One woman was in intensive care for the whole three weeks I was there. She had been shot in the abdomen and had injuries to her bowel and a very large open wound over her left flank.

An MSF staff member speaks with armed men at a checkpoint in Aden.

We had problems with infection and great problems with nutrition – she couldn’t take food orally because of her bowel injuries so we had to feed her via a drip.

But by the time I left, her wound was improving and her nutritional state was good. I’m hopeful that she’ll do well. She certainly wouldn’t have survived without the intensive care unit.

Next door to the hospital is a cholera treatment centre, but the epidemic is almost over in Aden and few patients were coming in – though cholera is still a big problem in other parts of the country.

Normal life is falling apart

In the street beyond the hospital, shops were open and people seemed to be going about their lives. I had the sense that normal life was carrying on – on the surface at least – but that underneath people were desperate.

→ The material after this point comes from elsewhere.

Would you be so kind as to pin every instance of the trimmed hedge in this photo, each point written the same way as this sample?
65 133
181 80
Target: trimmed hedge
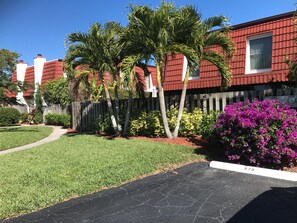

Years of war, shortages of food and medicines and the destruction of basic services have left everyone struggling. Everyone I met knew families who can barely afford to eat.

The normal structure is falling apart.

Yet now, and throughout the worst of the war, the hospital has kept on running.

Even when there were tanks outside the front door, MSF made sure that the hospital always had supplies and electricity and that the staff had encouragement and support.

Throughout the conflict, MSF has provided reliably safe trauma care which wouldn’t otherwise have been there.